In the Field
The radial pulse is the most useful piece of physical exam data you can collect in a tactical environment. You can feel it through gloves, in low light, behind cover, without exposing the patient. Whether it is present, how fast it is, and whether it is strong or weak tells you more about the patient's circulatory status than almost anything else available at the point of injury. When you do not have time, light, or space for a full assessment, the radial pulse is what you have.
Common Mistake
Skipping the radial pulse check in favor of waiting for a blood pressure measurement that is not feasible to obtain at the point of injury.
Technical Detail
The radial pulse is the palpable pulsation of the radial artery at the wrist, on the thumb side of the inner forearm. It is the most commonly assessed peripheral pulse in clinical and field medicine.
How to assess. Place the index and middle fingers (not the thumb, which has its own pulse) on the wrist on the thumb side, applying gentle pressure until the pulsation is felt. Note three things:
Presence or absence. Whether a pulse can be felt at all.
Rate. The number of beats per minute, typically counted over 15 seconds and multiplied by four, or over a longer interval for more accuracy.
Quality. Whether the pulse is strong (full, easily palpable) or weak (thready, difficult to feel).
What the radial pulse indicates. The radial pulse is one of the more peripheral pulses in the body. As perfusion fails, peripheral pulses are lost first while central pulses (carotid, femoral) remain. The radial pulse therefore serves as an early indicator of circulatory compromise.
Three findings carry significant prognostic weight in trauma:
Absent radial pulse. A radial pulse that cannot be palpated suggests a systolic blood pressure below approximately 80 to 90 mmHg. In a trauma patient with potential blood loss, this indicates significant hemorrhagic shock requiring immediate intervention.
Weak or thready radial pulse. A pulse that is present but difficult to feel suggests compensated shock with reduced stroke volume. The cardiovascular system is keeping up but is straining.
Rapid pulse rate. A radial pulse rate above approximately 100 beats per minute in an adult, particularly when combined with a weak quality, suggests compensatory tachycardia from blood loss. Rates above 120 in an adult patient are concerning.
Why it matters in tactical medicine. The radial pulse is reliably accessible in tactical conditions when other assessment methods are not:
Available through tactical gloves with practice.
Assessable in low light or zero-light conditions.
Does not require exposing the patient.
Does not require equipment.
Can be checked while the patient is in any position, including behind cover, on a stretcher, or in a vehicle.
In contrast, blood pressure measurement, pulse oximetry, ECG monitoring, capillary refill assessment, and skin color evaluation all require time, equipment, lighting, or patient exposure that may not be feasible at the point of injury. The radial pulse is the fallback indicator when those tools are not available.
When to use other pulses. If the radial pulse is absent or unreliable, more central pulses can be assessed:
Femoral pulse. Felt in the groin. Indicates a systolic pressure of approximately 60 to 70 mmHg or higher.

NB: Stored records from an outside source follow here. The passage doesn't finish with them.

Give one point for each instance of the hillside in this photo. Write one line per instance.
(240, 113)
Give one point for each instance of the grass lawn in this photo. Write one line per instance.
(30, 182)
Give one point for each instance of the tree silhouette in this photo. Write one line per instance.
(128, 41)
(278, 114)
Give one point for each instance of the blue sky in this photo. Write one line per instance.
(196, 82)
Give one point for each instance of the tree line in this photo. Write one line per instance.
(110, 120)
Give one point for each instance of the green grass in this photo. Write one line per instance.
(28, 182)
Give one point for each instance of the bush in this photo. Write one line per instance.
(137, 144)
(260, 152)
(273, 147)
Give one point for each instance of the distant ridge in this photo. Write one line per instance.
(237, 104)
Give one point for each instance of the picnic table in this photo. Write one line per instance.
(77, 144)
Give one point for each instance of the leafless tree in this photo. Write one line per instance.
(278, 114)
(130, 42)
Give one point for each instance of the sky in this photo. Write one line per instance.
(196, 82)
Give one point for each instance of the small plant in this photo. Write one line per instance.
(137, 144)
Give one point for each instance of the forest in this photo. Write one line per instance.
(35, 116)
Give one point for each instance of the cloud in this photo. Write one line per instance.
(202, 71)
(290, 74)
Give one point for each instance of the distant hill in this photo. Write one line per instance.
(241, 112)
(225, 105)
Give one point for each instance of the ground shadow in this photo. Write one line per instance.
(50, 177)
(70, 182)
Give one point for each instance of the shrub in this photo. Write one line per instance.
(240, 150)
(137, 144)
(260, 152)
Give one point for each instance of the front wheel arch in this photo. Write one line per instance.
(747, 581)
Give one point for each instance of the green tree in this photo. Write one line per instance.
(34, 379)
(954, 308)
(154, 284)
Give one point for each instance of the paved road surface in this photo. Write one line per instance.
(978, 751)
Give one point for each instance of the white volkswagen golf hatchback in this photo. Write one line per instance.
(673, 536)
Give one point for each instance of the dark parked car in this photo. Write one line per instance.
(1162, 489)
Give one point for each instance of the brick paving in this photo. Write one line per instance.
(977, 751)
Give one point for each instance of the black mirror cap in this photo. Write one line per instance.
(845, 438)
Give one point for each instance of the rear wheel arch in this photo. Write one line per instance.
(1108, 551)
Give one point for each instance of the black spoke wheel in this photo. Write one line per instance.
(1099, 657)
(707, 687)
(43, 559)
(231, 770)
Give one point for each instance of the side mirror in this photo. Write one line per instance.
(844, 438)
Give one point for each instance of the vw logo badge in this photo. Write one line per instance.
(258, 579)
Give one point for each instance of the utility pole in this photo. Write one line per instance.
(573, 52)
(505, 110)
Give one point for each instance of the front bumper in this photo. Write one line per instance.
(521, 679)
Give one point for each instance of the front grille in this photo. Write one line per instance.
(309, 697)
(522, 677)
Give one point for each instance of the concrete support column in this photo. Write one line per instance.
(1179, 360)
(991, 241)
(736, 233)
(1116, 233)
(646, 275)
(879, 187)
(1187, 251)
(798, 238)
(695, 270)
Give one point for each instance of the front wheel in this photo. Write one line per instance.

Carotid pulse. Felt in the neck. Indicates a systolic pressure of approximately 60 mmHg or higher.
A patient with a palpable carotid pulse but absent radial pulse is in significant shock and requires immediate intervention.
In MARCH and shock assessment. The radial pulse is a key data point in the C (Circulation) component of the MARCH algorithm and is the primary observable used in field shock assessment. See the Shock entry for detail on tactical shock assessment.